A few blocks from the store but not yet to my destination, there she was.
Pushing a wire personal cart through the snowslop on the side of the road. As far on the side of the road as the terrain would allow. The sidewalk must not have been clear because no one would choose to walk along 4 lanes of traffic if they had the option.
She was older. And far from steady on her feet walking along packed snow.
Cars moved left to keep moving toward their Christmas errands, food, gifts, patience. I moved left. And then I heard it. I dreaded hearing it, I kind of knew I would hear it but I hushed the thought and filled my mind with to-dos.
Pull over and help her.
Crap. There it was, and I had heard it. No pretending I hadn’t.
But the traffic confusion. But OBaby in the back. But she’s probably just going right there. But she probably has far to go and my destinations are right here. But it would be awkward. But she’d probably say no anyway. (And finally…)
But we’re too far past her now.
4 more blocks, wait in line, medium Chai tea, pay, thanks and merry Christmas!
Allison, maybe she’s still there. Turn around if she is.
OK! OK! If she is still along the side of the road I will U-turn at the next signal and offer to help her. Sigh, feel conflicted, sip my $4 hot drink and adjust the air temperature control.
She wasn’t there. I looked hard. Traffic was flowing fine in the opposite direction, no signs of an older woman unsteady with her groceries (or possessions?) out in front of her.
Now come the truly conflicted feelings. Missed opportunity. Selfish. Unwilling. Unkind. Disobedient.
I sit in that place for a while, eventually feeling Grace but not having yet forgiven myself. Then I find a parking spot and it’s off to get ham, champagne, and patience. Next time, I tell myself.
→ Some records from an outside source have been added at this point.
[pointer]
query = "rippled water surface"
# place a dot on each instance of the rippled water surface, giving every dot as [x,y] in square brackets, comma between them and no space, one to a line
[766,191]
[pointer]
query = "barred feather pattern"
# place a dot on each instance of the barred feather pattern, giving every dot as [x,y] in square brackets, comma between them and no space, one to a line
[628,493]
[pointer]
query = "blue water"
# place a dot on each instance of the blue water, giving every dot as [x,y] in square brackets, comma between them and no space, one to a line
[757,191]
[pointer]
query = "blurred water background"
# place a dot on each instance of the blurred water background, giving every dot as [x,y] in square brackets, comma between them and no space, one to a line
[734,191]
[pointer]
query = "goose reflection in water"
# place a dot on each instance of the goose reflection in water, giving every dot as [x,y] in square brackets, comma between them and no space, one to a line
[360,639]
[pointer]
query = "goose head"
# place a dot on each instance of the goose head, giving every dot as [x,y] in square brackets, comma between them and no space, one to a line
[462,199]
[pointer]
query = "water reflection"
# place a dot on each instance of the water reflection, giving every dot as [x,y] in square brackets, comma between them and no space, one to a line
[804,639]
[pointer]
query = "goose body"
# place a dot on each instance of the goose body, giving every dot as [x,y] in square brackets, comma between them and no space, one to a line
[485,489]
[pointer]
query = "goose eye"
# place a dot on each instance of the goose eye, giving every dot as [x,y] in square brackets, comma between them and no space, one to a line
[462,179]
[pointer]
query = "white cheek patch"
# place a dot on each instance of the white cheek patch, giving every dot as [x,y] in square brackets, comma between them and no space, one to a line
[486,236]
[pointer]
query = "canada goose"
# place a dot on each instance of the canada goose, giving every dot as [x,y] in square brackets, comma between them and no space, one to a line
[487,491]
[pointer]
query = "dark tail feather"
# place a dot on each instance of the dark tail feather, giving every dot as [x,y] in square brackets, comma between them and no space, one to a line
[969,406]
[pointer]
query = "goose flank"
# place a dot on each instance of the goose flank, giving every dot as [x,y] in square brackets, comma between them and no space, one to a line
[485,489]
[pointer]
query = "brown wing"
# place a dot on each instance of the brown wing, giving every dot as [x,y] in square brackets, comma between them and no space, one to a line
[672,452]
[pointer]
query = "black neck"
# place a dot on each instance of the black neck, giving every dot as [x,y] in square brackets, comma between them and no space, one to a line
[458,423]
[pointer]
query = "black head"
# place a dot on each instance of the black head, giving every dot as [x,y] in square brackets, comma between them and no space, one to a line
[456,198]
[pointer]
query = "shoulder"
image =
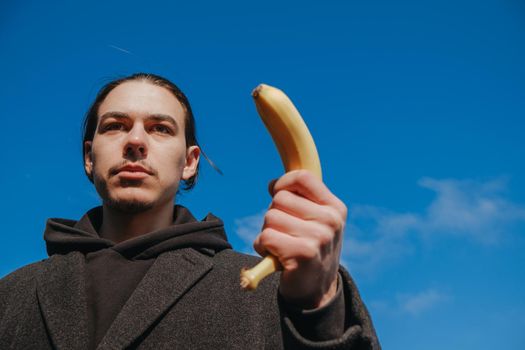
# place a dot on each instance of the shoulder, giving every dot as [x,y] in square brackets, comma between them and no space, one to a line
[21,276]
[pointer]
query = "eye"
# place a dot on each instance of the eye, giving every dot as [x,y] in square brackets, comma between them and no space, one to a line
[113,127]
[161,129]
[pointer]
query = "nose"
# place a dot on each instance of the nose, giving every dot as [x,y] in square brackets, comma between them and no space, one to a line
[136,146]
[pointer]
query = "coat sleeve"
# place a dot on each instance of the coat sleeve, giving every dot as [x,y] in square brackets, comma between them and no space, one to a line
[342,324]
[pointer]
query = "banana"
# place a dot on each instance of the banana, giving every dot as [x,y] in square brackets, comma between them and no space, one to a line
[296,148]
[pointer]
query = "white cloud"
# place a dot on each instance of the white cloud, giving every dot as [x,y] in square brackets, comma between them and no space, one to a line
[477,210]
[415,304]
[247,228]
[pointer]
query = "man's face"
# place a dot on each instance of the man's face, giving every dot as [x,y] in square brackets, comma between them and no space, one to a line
[138,154]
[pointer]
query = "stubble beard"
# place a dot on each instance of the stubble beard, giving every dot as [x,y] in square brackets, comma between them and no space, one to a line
[124,206]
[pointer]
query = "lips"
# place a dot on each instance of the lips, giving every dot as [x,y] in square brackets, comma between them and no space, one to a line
[133,172]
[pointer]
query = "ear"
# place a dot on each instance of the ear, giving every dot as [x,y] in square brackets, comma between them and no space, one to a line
[192,161]
[88,158]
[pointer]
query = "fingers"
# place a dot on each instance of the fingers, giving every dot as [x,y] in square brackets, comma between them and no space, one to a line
[305,209]
[305,184]
[290,250]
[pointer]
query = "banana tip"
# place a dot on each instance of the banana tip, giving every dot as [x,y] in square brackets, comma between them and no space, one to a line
[257,90]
Next time.
Ham, champagne, Christmas, January, early February now.
Costco bound, this time alone and for milk, eggs, shredded cheese, apples, graham crackers. I decide that I deserve a treat. On past the store to the drive-up cafe. Alone time and I am already feeling more decompressed.
There she is. Pushing her cart, snowslop, 4 lanes of traffic.
And the cars are moving left. My heart leaps.
Let’s do this.
I put on my hazards and I don’t get left. I pull over several yards ahead of her and get out. “Are you headed somewhere? Can I help you get there?”
Her name is Deb and she’s going only about a mile away and she wants to pay me. “You certainly cannot pay me, don’t be silly. Here, let me open the back and I’ll lift in your cart.”
The whole ride to her retired living apartment complex up the road (how often does she walk this route, I wonder?), she tells me that she wants to pay me and that she wishes her children were as helpful as me. She raised them, you know. But they’re busy now. They come, they do, but not often enough for grocery trips. She would really like to pay me, would I take a check? She could run up to her apartment and grab cash if I’d wait.
“Deb, please don’t worry about it. I’m just glad you’ll get there safe and warm.” I pull up to the entrance, open the back and lift out the cart. One last denial of any sort of repayment, a warm hug and I am on my way toward milk, eggs, shredded cheese, apples and graham crackers.
But mostly, I’m on my way toward growing, learning.
And I am thankful for second chances.